Once you have exposed your cluster(s), you must ensure you have the proper DNS entries available to your external clients. One simple way to do this is to edit the /etc/hosts
file on your client machines such that your exposed cluster endpoints are declared. The output of the .expose_cluster.sh
script will give you an example line you can use for your /etc/hosts
file.
You need to expose a minimum of three endpoints: the OpenShift console, the API endpoint, and the OAuth endpoint. For example, if you installed with the default names (i.e. the cluster name is "ocp4" and the base domain is "local") you will need to expose these three endpoints:
- console-openshift-console.apps.ocp4.local
- api.ocp4.local
- oauth-openshift.apps.ocp4.local
If you will later configure OpenShift to expose its image registry (a typical dev use case that will allow you to push images directly into your cluster), you will need to expose this endpoint as well:
- default-route-openshift-image-registry.apps.ocp4.local
Finally, any custom Route resources you create in your OpenShift cluster will also need to be exposed via DNS.
If you are exposing your cluster using haproxy and SELinux is in Enforcing mode (on the hypervisor), you need to tell it to treat port 6443 as a webport via semanage port -a -t http_port_t -p tcp 6443
. Otherwise, SELinux will not let haproxy listen on port 6443
Similarly is firewalld is enabled, you need to open up the necessary ports via:
firewall-cmd --add-service=http
firewall-cmd --add-service=https
firewall-cmd --add-port=6443/tcp
The output of the expose_cluster.sh --method haproxy
script will remind you about these additional configurations.
By default, if you reboot the host/hypervisor, the VMs will not start up automatically. You can set --autostart-vms
when running the install script that will mark the VMs to auto-start. To see which VMs are set or not set to auto-start you can run virsh list --all --name --autostart
or virsh list --all --name --no-autostart
respectively.
If you want to change/set the autostart behaviour, you can set the VMs to auto-start by running:
for vm in $(virsh list --all --name --no-autostart | grep "<CLUSTER-NAME>"); do
virsh autostart ${vm}
done
Similarly, to disable the auto starting of VMs, you can run:
for vm in $(virsh list --all --name --autostart | grep "<CLUSTER-NAME>"); do
virsh autostart --disable ${vm}
done
Note: Replace <CLUSTER-NAME>
with the cluster name or any matching string to filter out VMs that you want to set/un-set to be auto-started.
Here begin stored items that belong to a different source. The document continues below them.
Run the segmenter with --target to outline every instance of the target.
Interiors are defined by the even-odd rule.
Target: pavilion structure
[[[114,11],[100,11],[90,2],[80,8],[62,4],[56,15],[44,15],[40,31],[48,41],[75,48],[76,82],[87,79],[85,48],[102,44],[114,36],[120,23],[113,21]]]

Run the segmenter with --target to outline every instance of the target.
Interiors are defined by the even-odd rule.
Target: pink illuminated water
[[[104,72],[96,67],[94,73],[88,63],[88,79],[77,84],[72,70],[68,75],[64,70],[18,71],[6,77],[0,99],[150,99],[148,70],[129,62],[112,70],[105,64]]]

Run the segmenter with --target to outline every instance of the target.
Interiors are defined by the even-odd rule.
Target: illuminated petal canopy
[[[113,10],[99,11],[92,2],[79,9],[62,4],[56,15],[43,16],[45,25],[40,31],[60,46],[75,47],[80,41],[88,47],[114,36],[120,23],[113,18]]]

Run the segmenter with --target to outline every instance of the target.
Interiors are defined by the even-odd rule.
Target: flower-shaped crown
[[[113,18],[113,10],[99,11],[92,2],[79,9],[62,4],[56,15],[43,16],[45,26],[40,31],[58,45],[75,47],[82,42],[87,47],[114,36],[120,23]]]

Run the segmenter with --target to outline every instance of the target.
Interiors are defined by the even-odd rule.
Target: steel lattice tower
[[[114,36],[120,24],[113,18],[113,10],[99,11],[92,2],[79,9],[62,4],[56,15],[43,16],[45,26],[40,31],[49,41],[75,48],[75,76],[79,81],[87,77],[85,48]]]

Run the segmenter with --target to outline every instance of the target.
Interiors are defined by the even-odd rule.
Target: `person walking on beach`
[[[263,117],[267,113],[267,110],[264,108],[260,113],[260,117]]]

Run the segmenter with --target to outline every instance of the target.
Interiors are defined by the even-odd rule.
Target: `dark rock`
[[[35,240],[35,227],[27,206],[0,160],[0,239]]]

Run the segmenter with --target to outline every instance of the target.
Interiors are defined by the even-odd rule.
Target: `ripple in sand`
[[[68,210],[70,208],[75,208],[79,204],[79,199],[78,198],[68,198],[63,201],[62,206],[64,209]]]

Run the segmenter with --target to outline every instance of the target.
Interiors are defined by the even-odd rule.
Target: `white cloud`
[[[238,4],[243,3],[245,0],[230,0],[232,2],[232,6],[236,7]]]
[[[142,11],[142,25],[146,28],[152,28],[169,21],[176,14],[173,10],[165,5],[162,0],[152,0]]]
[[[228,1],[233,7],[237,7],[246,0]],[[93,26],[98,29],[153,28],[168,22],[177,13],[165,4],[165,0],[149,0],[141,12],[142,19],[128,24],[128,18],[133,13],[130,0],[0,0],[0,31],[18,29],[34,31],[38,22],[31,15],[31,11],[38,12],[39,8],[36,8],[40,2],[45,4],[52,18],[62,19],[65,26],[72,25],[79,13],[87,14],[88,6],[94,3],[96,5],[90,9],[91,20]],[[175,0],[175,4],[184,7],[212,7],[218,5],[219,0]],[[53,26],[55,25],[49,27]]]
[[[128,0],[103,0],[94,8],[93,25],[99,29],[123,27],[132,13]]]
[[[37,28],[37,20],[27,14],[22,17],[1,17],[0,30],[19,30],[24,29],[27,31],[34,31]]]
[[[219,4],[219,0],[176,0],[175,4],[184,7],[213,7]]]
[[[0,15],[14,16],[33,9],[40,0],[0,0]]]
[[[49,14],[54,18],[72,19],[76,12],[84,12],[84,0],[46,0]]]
When the bootstrap process is complete, the script waits for clusterversion to become ready before the cluster installation is considered completed. During this phase the script just shows the status/message of the the clustervresion operator. You can see different kind of errors which are normal. This is due to the nature of operator reconciliation process. For example:
====> Waiting for clusterversion:
--> Unable to apply 4.5.0-rc.6: an unknown error has occurred: MultipleErr ...
--> Unable to apply 4.5.0-rc.6: an unknown error has occurred: MultipleErr ...
--> Working towards 4.5.0-rc.6: 62% complete
--> Working towards 4.5.0-rc.6: 62% complete
--> Unable to apply 4.5.0-rc.6: an unknown error has occurred: MultipleErr ...
--> Working towards 4.5.0-rc.6: 99% complete
====> Waiting for clusterversion:
--> Working towards 4.3.12: 46% complete
--> Unable to apply 4.3.12: an unknown error has occurred
--> Working towards 4.3.12: 61% complete
--> Unable to apply 4.3.12: an unknown error has occurred
--> Unable to apply 4.3.12: an unknown error has occurred
--> Unable to apply 4.3.12: an unknown error has occurred
Just let it run and hopefully the clusterversion operator will reconcile and become ready eventually.